Swimmer by day, DJ by night

Tarighi’s passions take her from pool to playlist


Tarighi gets ready to dive into her race at a dual meet against Cistercian

Alexandra Dassopoulos

Freestyling with her mixes and in the pool, junior Leila Tarighi is not only a rising DJ, but a talented swimmer, practicing more than 20 hours a week. This season, the swim team has adjusted to some changes, with 6 a.m. practice times at St. Mark’s and new coaching.

Personally, Tarighi has overcome some adversity of her own, as she’s struggled to distinguish herself from her swimming performance and times. She said these factors create a pressure on her perception of success in the sport, defining her as a swimmer. 

“You feel like your success in the sport is directly associated with your performance and the times that you put up,” Tarighi said. 

She has combatted this by focusing on her passion for the sport and why she swims.

“In reality, once you can be kind of emotionally mature and realize there’s a difference, I think that helps you like swimming more,” Tarighi said. “That makes you more motivated because you’re not as concerned with your performance. You’re more concerned about the actual action of swimming, and it keeps you grounded, in a sense.”

Although swimming is an individual sport, Tarighi said Hockaday emphasizes fostering a team, which has also helped her surmount these mental challenges.

“I think surrounding yourself with people you care about and who can remind you of why you love the sport also plays a huge role in staying motivated,” Tarighi said.

While reinforcing herself with support from team bonding, Tarighi’s role as a DJ has also come to the table.

Tarighi highlighted the team’s new plaid suit and “war paint-esque” Sharpie designs they make on each other, which have both built up confidence and unity for Varsity Swimming. However, she also emphasized that before meets, music in the locker rooms has been essential in fostering this close-knit team. 

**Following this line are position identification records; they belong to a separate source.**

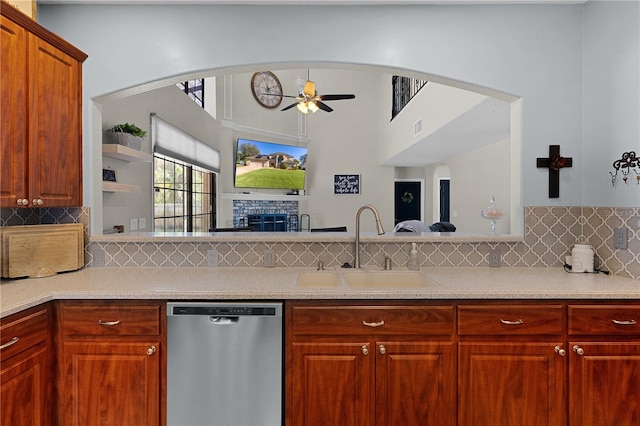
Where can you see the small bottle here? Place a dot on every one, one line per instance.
(413, 258)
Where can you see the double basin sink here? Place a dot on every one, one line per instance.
(365, 278)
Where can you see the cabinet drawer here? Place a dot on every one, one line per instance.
(368, 320)
(110, 320)
(510, 320)
(23, 331)
(609, 319)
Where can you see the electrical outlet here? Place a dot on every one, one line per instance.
(620, 238)
(269, 259)
(97, 256)
(212, 258)
(495, 258)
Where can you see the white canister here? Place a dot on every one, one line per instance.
(582, 258)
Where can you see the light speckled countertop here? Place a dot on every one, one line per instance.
(331, 237)
(280, 283)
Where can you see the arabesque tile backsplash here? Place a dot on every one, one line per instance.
(549, 234)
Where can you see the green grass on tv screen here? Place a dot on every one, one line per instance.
(272, 178)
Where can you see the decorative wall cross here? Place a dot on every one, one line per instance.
(554, 163)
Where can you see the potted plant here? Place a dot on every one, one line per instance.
(126, 134)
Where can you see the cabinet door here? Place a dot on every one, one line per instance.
(55, 146)
(23, 389)
(331, 384)
(13, 103)
(111, 383)
(605, 384)
(415, 384)
(511, 384)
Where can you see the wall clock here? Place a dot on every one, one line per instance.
(264, 85)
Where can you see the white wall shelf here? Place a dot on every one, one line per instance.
(119, 187)
(124, 153)
(264, 197)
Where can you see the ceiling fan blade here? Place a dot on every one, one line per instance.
(323, 106)
(281, 96)
(309, 88)
(335, 97)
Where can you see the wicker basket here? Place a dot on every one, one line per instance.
(124, 139)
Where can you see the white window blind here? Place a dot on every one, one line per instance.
(173, 142)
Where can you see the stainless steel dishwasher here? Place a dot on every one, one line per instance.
(224, 364)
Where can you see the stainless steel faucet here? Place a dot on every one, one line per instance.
(356, 261)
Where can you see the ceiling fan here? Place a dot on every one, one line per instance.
(309, 100)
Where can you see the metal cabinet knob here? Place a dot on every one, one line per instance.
(11, 342)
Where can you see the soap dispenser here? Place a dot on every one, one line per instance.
(413, 258)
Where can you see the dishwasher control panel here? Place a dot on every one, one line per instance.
(223, 310)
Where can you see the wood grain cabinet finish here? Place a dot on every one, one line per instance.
(604, 365)
(112, 362)
(512, 365)
(345, 367)
(26, 369)
(41, 88)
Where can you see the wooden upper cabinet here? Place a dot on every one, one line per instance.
(13, 102)
(41, 132)
(111, 359)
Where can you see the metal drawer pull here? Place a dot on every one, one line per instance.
(516, 322)
(624, 322)
(373, 324)
(11, 342)
(116, 322)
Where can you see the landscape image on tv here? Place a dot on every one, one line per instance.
(269, 165)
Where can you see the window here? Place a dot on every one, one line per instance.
(183, 196)
(404, 88)
(194, 89)
(184, 173)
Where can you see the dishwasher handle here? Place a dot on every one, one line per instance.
(223, 320)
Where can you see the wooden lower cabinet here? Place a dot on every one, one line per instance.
(111, 363)
(512, 365)
(604, 365)
(350, 365)
(605, 384)
(511, 384)
(415, 383)
(112, 383)
(25, 369)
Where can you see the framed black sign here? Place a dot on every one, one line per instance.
(346, 184)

Taking on a leadership role, Tarighi has used her DJ skills for the team, hyping up the swimmers with her SoundCloud mixes and playlists. These musical talents have created an upbeat environment for the swimmers, in the midst of such an individualist and competitive sport. Tarighi has also discovered an unsuspected interplay between DJing and swimming. 

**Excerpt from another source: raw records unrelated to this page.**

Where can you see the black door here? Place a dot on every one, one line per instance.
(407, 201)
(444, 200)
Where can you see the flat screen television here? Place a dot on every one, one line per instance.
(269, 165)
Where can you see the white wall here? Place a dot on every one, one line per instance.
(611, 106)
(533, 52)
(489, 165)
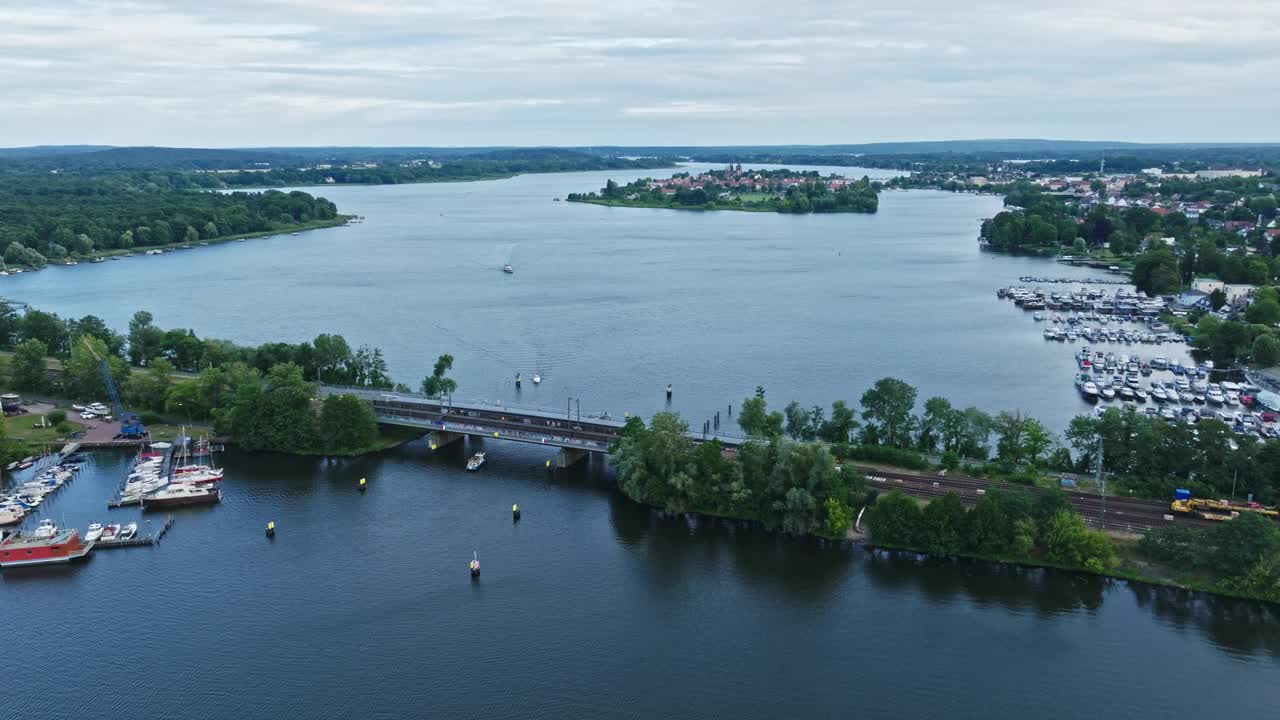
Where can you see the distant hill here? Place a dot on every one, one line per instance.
(145, 158)
(41, 150)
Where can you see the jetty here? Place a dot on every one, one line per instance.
(154, 538)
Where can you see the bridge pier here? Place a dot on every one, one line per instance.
(570, 456)
(437, 440)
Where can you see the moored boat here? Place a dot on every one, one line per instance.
(182, 493)
(23, 548)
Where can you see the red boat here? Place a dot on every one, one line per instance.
(26, 548)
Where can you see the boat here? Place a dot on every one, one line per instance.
(23, 548)
(181, 493)
(46, 529)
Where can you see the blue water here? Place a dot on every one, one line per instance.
(593, 606)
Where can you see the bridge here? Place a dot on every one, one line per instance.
(449, 420)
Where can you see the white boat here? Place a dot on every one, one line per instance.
(46, 529)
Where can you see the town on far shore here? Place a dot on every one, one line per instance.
(737, 188)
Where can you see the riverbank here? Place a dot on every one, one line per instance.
(142, 250)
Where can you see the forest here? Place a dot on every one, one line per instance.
(53, 218)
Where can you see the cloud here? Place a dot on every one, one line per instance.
(579, 72)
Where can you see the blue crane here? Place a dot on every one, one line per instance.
(131, 425)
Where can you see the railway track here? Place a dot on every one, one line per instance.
(1121, 513)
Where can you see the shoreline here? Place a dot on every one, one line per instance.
(716, 209)
(141, 250)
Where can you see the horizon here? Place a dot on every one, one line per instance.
(567, 74)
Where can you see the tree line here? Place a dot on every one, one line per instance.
(54, 217)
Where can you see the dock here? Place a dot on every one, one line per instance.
(154, 538)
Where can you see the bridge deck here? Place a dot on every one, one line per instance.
(521, 424)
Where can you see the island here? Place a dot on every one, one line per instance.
(736, 188)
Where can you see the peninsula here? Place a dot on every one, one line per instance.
(736, 188)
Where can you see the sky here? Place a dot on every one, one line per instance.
(236, 73)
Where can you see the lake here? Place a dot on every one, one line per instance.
(612, 304)
(589, 607)
(593, 606)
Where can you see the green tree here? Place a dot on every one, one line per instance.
(887, 405)
(840, 518)
(48, 328)
(150, 388)
(840, 424)
(1265, 351)
(145, 338)
(347, 424)
(28, 365)
(437, 383)
(1069, 542)
(273, 413)
(944, 525)
(333, 358)
(1265, 311)
(1240, 543)
(1217, 297)
(896, 519)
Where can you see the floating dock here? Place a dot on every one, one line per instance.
(154, 538)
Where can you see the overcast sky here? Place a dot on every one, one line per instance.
(654, 72)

“Music is obviously a medium for curating vibe,” Tarighi said. “Being able to curate a vibe in a meet setting is an unlikely place, but it’s essential. Music has the ability to connect people, especially when they’re stressed – and swimming can be stressful.”

Not only does Tarighi’s passion for music create a relaxing environment before meets, but the two mindsets of a zoned-in swimmer and “chill” DJ can apply to each other.

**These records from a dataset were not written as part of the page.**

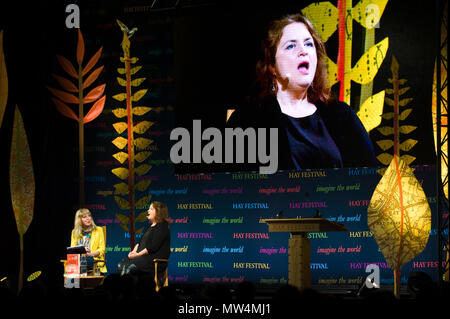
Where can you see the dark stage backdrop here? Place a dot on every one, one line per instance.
(198, 61)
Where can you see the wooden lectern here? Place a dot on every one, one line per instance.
(299, 246)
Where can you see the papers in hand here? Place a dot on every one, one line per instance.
(80, 249)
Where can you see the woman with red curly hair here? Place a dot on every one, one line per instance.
(314, 130)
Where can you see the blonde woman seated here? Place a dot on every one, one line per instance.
(86, 233)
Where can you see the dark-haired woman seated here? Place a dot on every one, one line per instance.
(154, 244)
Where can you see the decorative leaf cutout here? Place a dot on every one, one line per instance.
(91, 78)
(95, 110)
(123, 204)
(371, 110)
(142, 127)
(143, 185)
(364, 16)
(407, 145)
(404, 114)
(404, 102)
(93, 61)
(386, 130)
(406, 129)
(21, 181)
(399, 215)
(142, 169)
(3, 81)
(120, 97)
(121, 189)
(64, 109)
(120, 127)
(141, 203)
(389, 101)
(408, 159)
(132, 60)
(120, 172)
(315, 13)
(385, 158)
(137, 82)
(135, 69)
(120, 112)
(21, 176)
(121, 81)
(80, 48)
(67, 66)
(385, 145)
(141, 110)
(142, 143)
(66, 84)
(121, 157)
(403, 90)
(138, 95)
(142, 156)
(122, 218)
(63, 96)
(363, 72)
(124, 227)
(120, 142)
(94, 94)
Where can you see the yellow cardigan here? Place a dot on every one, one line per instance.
(97, 244)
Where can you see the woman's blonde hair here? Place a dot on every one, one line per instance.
(78, 225)
(162, 212)
(265, 79)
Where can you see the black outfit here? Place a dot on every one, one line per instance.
(331, 137)
(156, 239)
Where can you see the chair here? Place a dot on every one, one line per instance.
(95, 269)
(161, 277)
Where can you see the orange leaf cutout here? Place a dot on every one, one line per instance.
(63, 96)
(94, 94)
(95, 110)
(64, 109)
(66, 84)
(91, 78)
(92, 62)
(67, 66)
(80, 48)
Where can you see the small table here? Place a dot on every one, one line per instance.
(299, 245)
(83, 282)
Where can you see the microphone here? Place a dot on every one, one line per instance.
(318, 214)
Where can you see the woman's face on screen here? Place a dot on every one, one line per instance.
(151, 216)
(296, 58)
(86, 220)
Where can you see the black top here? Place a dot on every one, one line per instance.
(310, 143)
(157, 241)
(333, 136)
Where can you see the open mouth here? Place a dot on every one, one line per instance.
(303, 66)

“I think honestly, I perform better when I’m relaxed and I’m having fun,” Tarighi said. “Keeping that DJ mindset honestly works better for me and my performance. I also think that being able to DJ gives my brain the opportunity to kind of release some of the stress from zoning in during swim.” 

Yet Tarighi also translates her swimmer focus to DJing, particularly when transitioning songs.

“It’s nice to distinguish the two into separate activities because that allows me to switch between lenses more efficiently,” Tarighi said. “I have the toolbox for both, and I can, depending on the situation or the circumstance, be more surgical with my energy.”

Using this versatility, Tarighi has achieved many of her goals at meets. So far, she has placed first in almost every 100 meter breaststroke this season and dropped seconds off of her time with her club team. 

Focusing on technique, Tarighi said she also altered her pull outs, or her push from the wall, and improved her freestyle, which will be valuable during relays. She hopes to place in her SPC events, which include the 100 meter breaststroke and 200 meter individual relay.